L’11 febbraio, in occasione della festa della Madonna di Lourdes si celebra la Giornata Mondiale del malato, che quest’anno ha come tema “Gratuitamente avete ricevuto, gratuitamente date” (Mt 10,89). Queste sono le parole pronunciate da Gesù quando inviò gli apostoli a diffondere il Vangelo, affinché il suo Regno si propagasse attraverso gesti di amore gratuito, di cui Lui, per primo, si era fatto testimone, come vediamo nel Vangelo di questa domenica con l’episodio della guarigione del servo del centurione pagano. L’azione di Gesù non è legata solo alle persone appartenenti al popolo ebraico, ma vuole raggiungere ogni uomo e ogni donna sulla terra, perché tutti sappiano che Dio è Amore ed ha a cuore tutte le sue creature, dunque anche i pagani. Nel centurione vediamo la fede di un uomo pagano, che voleva bene al suo servo e non voleva morisse a causa di una grave malattia, perciò si rivolge a Gesù, di cui aveva sentito parlare, confidando umilmente nella sua benevolenza: “Io non sono degno che tu entri nella mia casa, ma di’ soltanto una parola e il mio servo sarà guarito”.
Gesù non si tira indietro e lo guarisce con un gesto di grande gratuità, riconoscendo nel centurione un uomo potente, ma umile, consapevole del proprio limite. Di questo scrive nel suo messaggio per questa Giornata del malato il nostro Papa Francesco: “Ogni uomo è povero, bisognoso e indigente.

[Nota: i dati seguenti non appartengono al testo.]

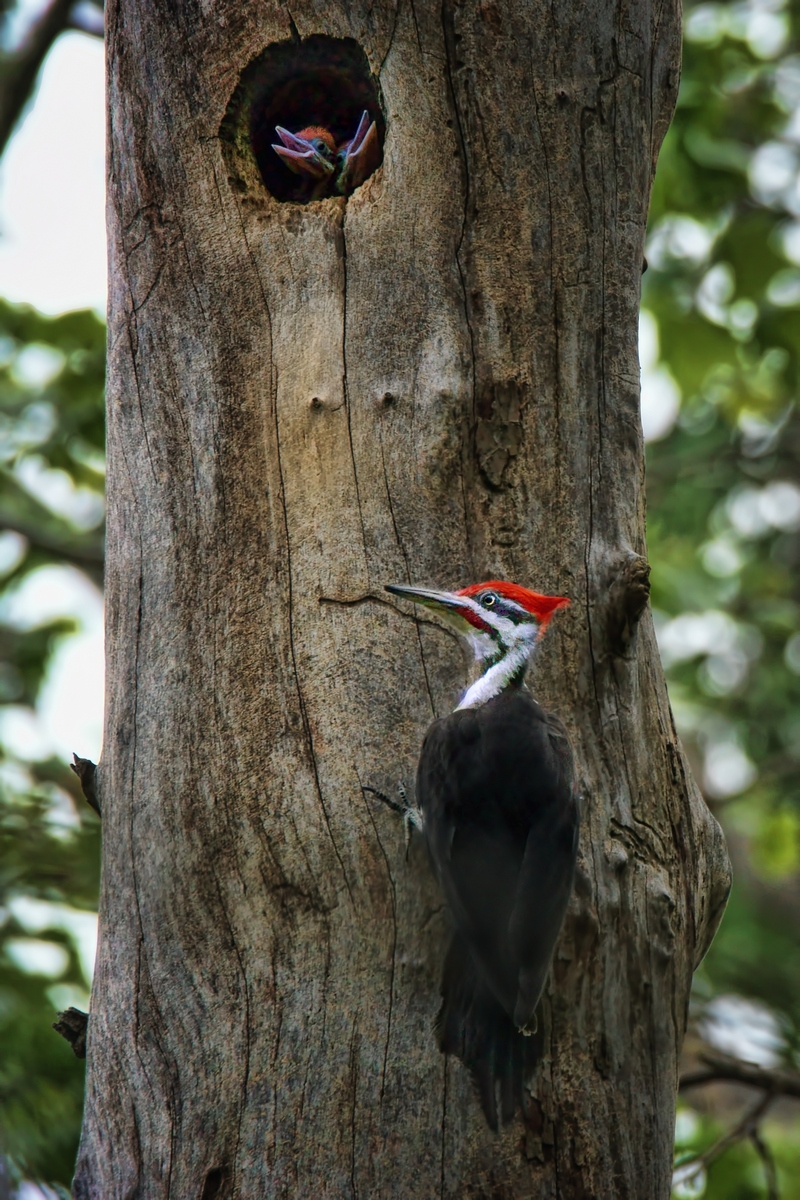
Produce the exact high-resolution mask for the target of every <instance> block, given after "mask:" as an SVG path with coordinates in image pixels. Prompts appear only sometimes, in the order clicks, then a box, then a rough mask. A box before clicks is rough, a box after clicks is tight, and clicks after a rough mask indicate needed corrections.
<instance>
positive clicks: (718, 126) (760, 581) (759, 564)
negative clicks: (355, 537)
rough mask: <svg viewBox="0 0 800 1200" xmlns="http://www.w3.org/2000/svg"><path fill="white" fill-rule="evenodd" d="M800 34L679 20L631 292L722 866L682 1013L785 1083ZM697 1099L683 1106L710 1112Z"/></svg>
mask: <svg viewBox="0 0 800 1200" xmlns="http://www.w3.org/2000/svg"><path fill="white" fill-rule="evenodd" d="M799 35H800V7H799V6H798V5H796V2H795V4H793V5H789V6H786V5H783V4H782V0H769V2H765V0H764V2H754V0H751V2H746V4H735V5H734V4H729V5H720V4H703V5H694V6H692V7H690V8H687V12H686V43H685V56H684V82H682V86H681V92H680V98H679V107H678V112H676V114H675V120H674V122H673V126H672V128H670V131H669V134H668V137H667V140H666V144H664V149H663V152H662V156H661V160H660V163H658V172H657V178H656V185H655V188H654V196H652V205H651V223H650V235H649V244H648V259H649V263H650V270H649V271H648V274H646V275H645V280H644V294H643V307H644V308H645V310H646V311H648V312H649V313H650V314H651V317H654V318H655V323H656V325H657V334H658V342H660V352H661V367H662V370H663V367H664V366H666V367H667V368H668V372H669V376H670V377H672V379H673V380H674V383H675V384H676V385H678V388H679V390H680V394H681V404H680V412H679V415H678V421H676V425H675V427H674V430H673V431H672V432H670V433H669V436H667V437H664V438H663V439H662V440H660V442H655V443H654V444H651V445H650V446H649V452H648V506H649V527H648V542H649V554H650V560H651V563H652V605H654V610H655V612H656V619H657V628H658V634H660V644H661V647H662V654H663V656H664V662H666V666H667V676H668V682H669V691H670V697H672V701H673V707H674V709H675V716H676V720H678V725H679V728H680V731H681V736H682V739H684V744H685V746H686V749H687V751H688V755H690V758H691V761H692V762H693V766H694V768H696V772H697V774H698V778H699V780H700V781H702V782H703V785H704V788H705V791H706V796H708V798H709V802H710V803H711V805H712V806H714V809H715V812H716V815H717V817H718V820H721V822H722V824H723V827H724V829H726V833H727V835H728V840H729V846H730V851H732V857H733V860H734V889H733V894H732V898H730V902H729V905H728V910H727V912H726V916H724V919H723V922H722V926H721V930H720V932H718V935H717V937H716V941H715V943H714V946H712V947H711V950H710V953H709V955H708V956H706V959H705V961H704V964H703V966H702V967H700V971H699V972H698V974H697V978H696V1001H694V1006H693V1008H694V1010H696V1014H697V1018H698V1027H699V1031H700V1033H703V1032H704V1033H705V1036H706V1037H710V1038H711V1039H714V1036H715V1032H714V1022H712V1021H711V1024H710V1026H709V1022H708V1020H706V1022H705V1025H704V1024H703V1014H704V1013H705V1014H708V1013H709V1012H710V1010H712V1008H714V997H718V996H730V995H739V996H744V997H748V998H750V1000H751V1001H754V1002H757V1003H758V1004H759V1006H762V1008H763V1010H764V1012H766V1013H768V1014H770V1013H771V1014H772V1030H774V1039H775V1044H774V1045H772V1046H771V1050H770V1052H771V1055H772V1056H776V1057H777V1058H778V1060H780V1058H782V1060H783V1062H784V1063H786V1064H787V1066H798V1064H799V1063H800V998H799V997H800V937H799V936H798V929H799V928H800V892H799V889H798V881H799V870H798V869H799V865H800V715H798V714H800V577H799V575H798V566H799V565H800V412H799V409H798V382H799V368H800V361H799V354H800V187H799V185H798V179H799V175H798V167H799V161H798V151H796V143H798V136H799V133H800V55H799V54H798V53H796V47H798V36H799ZM645 385H646V377H645ZM709 1004H711V1008H710V1009H709ZM739 1032H740V1034H744V1036H746V1034H747V1030H740V1031H739ZM740 1052H741V1054H742V1055H744V1057H748V1056H752V1054H753V1052H754V1051H753V1050H752V1046H751V1049H750V1051H748V1050H747V1049H746V1046H742V1048H741V1050H740ZM706 1092H708V1090H694V1091H692V1092H691V1093H690V1098H691V1100H692V1102H693V1103H697V1104H698V1105H699V1106H704V1105H706V1106H708V1105H709V1104H711V1105H712V1103H714V1097H715V1094H717V1093H711V1096H709V1094H706ZM741 1103H742V1102H741V1099H740V1102H739V1109H740V1106H741ZM747 1103H752V1096H751V1097H748V1100H747ZM691 1111H692V1110H691V1109H685V1110H684V1115H685V1114H686V1112H691ZM712 1114H714V1110H712V1109H711V1114H709V1115H706V1116H704V1117H703V1118H702V1120H700V1118H699V1117H698V1118H696V1121H694V1133H693V1138H692V1140H691V1146H688V1148H690V1150H692V1151H694V1152H699V1151H703V1150H706V1148H708V1147H709V1146H710V1145H711V1144H712V1142H714V1141H715V1140H716V1139H717V1138H720V1136H722V1135H723V1134H724V1132H726V1128H729V1127H730V1126H732V1124H735V1123H736V1121H738V1120H739V1110H738V1109H736V1106H735V1105H734V1109H733V1111H732V1110H730V1109H726V1110H724V1111H720V1112H717V1114H716V1116H715V1115H712ZM799 1117H800V1114H798V1112H796V1110H795V1114H794V1118H792V1117H790V1116H789V1117H787V1121H788V1123H784V1124H777V1123H772V1124H769V1126H768V1127H766V1134H765V1138H766V1141H768V1142H769V1144H770V1145H771V1148H772V1151H774V1153H775V1156H776V1159H777V1163H778V1171H780V1175H781V1177H782V1183H783V1190H782V1192H781V1195H782V1196H798V1195H800V1184H798V1180H800V1169H799V1168H800V1148H799V1147H800V1141H799V1140H798V1118H799ZM679 1130H680V1121H679ZM679 1148H682V1147H679ZM699 1182H700V1183H702V1186H698V1187H696V1189H694V1190H693V1192H692V1190H691V1189H688V1190H682V1192H681V1190H679V1192H676V1194H680V1195H688V1194H694V1195H700V1194H702V1195H705V1196H708V1198H710V1200H739V1198H744V1196H753V1198H756V1196H764V1195H765V1194H766V1190H768V1189H766V1183H765V1177H764V1168H763V1164H762V1163H760V1160H759V1158H758V1156H757V1153H756V1148H754V1146H753V1144H752V1142H751V1141H747V1140H746V1139H745V1140H744V1141H741V1142H739V1144H736V1145H735V1146H734V1147H733V1148H727V1150H726V1151H724V1153H722V1154H721V1156H720V1157H718V1158H717V1159H716V1160H715V1163H714V1164H712V1165H711V1166H710V1169H709V1171H708V1176H706V1177H704V1178H703V1180H702V1181H699ZM696 1184H698V1181H696Z"/></svg>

Quando nasciamo, per vivere abbiamo bisogno delle cure dei nostri genitori, e così in ogni fase e tappa della vita ciascuno di noi non riuscirà mai a liberarsi totalmente dal bisogno e dall’aiuto altrui, non riuscirà mai a strappare da sé il limite dell’impotenza davanti a qualcuno o qualcosa. Anche questa è una condizione che caratterizza il nostro essere “creature”. Il leale riconoscimento di questa verità ci invita a rimanere umili e a praticare con coraggio la solidarietà, come virtù indispensabile all’esistenza. Questa consapevolezza ci spinge a una prassi responsabile e responsabilizzante, in vista di un bene che è inscindibilmente personale e comune. Solo quando l’uomo si concepisce non come un mondo a sé stante, ma come uno che per sua natura è legato a tutti gli altri, originariamente sentiti come “fratelli”, è possibile una prassi sociale solidale improntata al bene comune. Non dobbiamo temere di riconoscerci bisognosi e incapaci di darci tutto ciò di cui avremmo bisogno, perché da soli e con le nostre sole forze non riusciamo a vincere ogni limite. Non temiamo questo riconoscimento, perché Dio stesso, in Gesù, si è chinato (cfr Fil 2,8) e si china su di noi e sulle nostre povertà per aiutarci e donarci quei beni che da soli non potremmo mai avere”.
Lo stile di Gesù deve sempre più diventare quello di noi cristiani, perché solo così sarà dato un annuncio concreto del Vangelo nel mondo contemporaneo.
Concludo riportando le parole finali del messaggio di Papa Francesco: “Maria, salute degli infermi, ci aiuti a condividere i doni ricevuti nello spirito del dialogo e dell’accoglienza reciproca, a vivere come fratelli e sorelle attenti ai bisogni gli uni degli altri, a saper donare con cuore generoso, a imparare la gioia del servizio disinteressato”.